Idaho is richly blessed with natural resources and outdoor recreational opportunities. However, what Idaho doesn’t have is an abundance of national parks and monuments. In fact, Idaho shares only a tiny sliver of Yellowstone as its only national park. Only two national monuments grace our maps. You have almost certainly heard of Craters of the Moon National Monument, but can you name the second one?
It is Hagerman Fossil Beds National Monument in the Magic Valley, along the west shore of the Snake River. It is the home to our state fossil, the Hagerman Horse, and encompasses over 4,000 acres, but most people have never heard of it.
I went to Hagerman to see what a monument dedicated to the Pliocene Epoch of four million years ago could possibly have to offer.

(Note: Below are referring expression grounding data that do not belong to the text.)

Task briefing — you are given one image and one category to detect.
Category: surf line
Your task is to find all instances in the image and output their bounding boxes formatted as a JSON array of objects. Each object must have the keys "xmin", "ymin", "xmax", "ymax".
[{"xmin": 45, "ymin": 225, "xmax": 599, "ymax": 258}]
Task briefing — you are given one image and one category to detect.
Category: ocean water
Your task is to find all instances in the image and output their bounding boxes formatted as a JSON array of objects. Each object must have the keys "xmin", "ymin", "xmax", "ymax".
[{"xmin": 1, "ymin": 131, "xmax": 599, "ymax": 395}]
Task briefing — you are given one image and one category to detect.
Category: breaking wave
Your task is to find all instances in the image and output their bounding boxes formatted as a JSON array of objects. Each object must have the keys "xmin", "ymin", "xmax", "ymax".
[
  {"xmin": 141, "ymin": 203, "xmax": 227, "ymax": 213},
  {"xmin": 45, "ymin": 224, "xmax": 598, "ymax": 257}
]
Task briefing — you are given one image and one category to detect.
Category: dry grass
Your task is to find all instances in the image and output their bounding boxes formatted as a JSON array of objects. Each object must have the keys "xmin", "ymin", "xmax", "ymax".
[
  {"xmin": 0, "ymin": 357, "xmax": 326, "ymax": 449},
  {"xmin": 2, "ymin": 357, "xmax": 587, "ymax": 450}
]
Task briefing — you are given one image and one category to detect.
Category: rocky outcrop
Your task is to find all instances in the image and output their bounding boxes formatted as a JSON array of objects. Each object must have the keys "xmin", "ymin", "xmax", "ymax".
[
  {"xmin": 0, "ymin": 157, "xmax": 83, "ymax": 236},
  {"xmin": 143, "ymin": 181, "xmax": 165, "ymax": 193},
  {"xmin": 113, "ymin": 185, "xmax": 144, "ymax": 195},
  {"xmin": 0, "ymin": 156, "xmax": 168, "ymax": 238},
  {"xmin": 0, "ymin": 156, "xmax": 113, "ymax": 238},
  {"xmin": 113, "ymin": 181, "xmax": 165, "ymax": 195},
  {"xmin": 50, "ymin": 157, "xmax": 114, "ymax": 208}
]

The Hagerman Fossil Bed National Monument visitor center is on Main Street in Hagerman across from the high school, about two and a half hours from Idaho Falls and two hours from Boise. We picked up a brochure and then headed south out of town and crossed the Snake River. We stopped at the Snake River Overlook and with map in hand, identified the monument property; grass-covered steep bluffs rising 600 feet above the river sliced by deep gulches that ran to river’s edge.
Five hundred thousand years of history was exposed when Lake Bonneville’s natural dam at Red Rock Pass near Downy failed 14,500 years ago. The raging flood cut through ancient Lake Idaho sediment beds to the river’s current level revealing the sediment layers like pages of a prehistoric book.
At the top of the grade I visited the Oregon Trail kiosk and the beginning of the Emigrant Trail hiking path and at the end of 5600 North I found the Rim to River trailhead. Signs warned to stay on the trails as the remainder of the monument is closed to cross-country travel. Without hiking the trails this took less than an hour.
We were soon back at the visitor center asking staff why anyone would want to visit this look-but-don’t-touch National Monument. Park Ranger Wesley Gant quickly agreed that making the Monument the primary focus of a visit to Hagerman wasn’t realistic.
“But it is a must-do for anyone already visiting the area,” he said.
“If you want to understand the impacts of a changing climate and what species made it and what didn’t, this is the place to go,” she said. “It is a great place to really ponder and understand paleontological research.”
- Until the monument completes its interpretive management plan which hopefully will initiate a new interactive visitor center, Geniac recommends seeing the monument three ways:
- Hike the Rim to River trail to get a sense of where fossils might be found in the exposed sediment layers.
- Rent a kayak in town and paddling along the base of the bluffs to get another perspective.
- Spend several hours in the visitor center where expert staff like intern Jennifer Hamilton can walk you through the Pliocene Epoch and some of the over 200 specimens of plants and animals found there. If you can stay long enough, there are scheduled night sky tours, junior ranger programs and a monthly lecture series. Geniac stressed checking the website for updates on activities.
So, should you go to Hagerman Fossil Beds National Monument? Absolutely. This national monument should be part of any visit to the awesome Hagerman area. It is one of the richest fossil records of the Pliocene Epoch known and even recently identified a new species.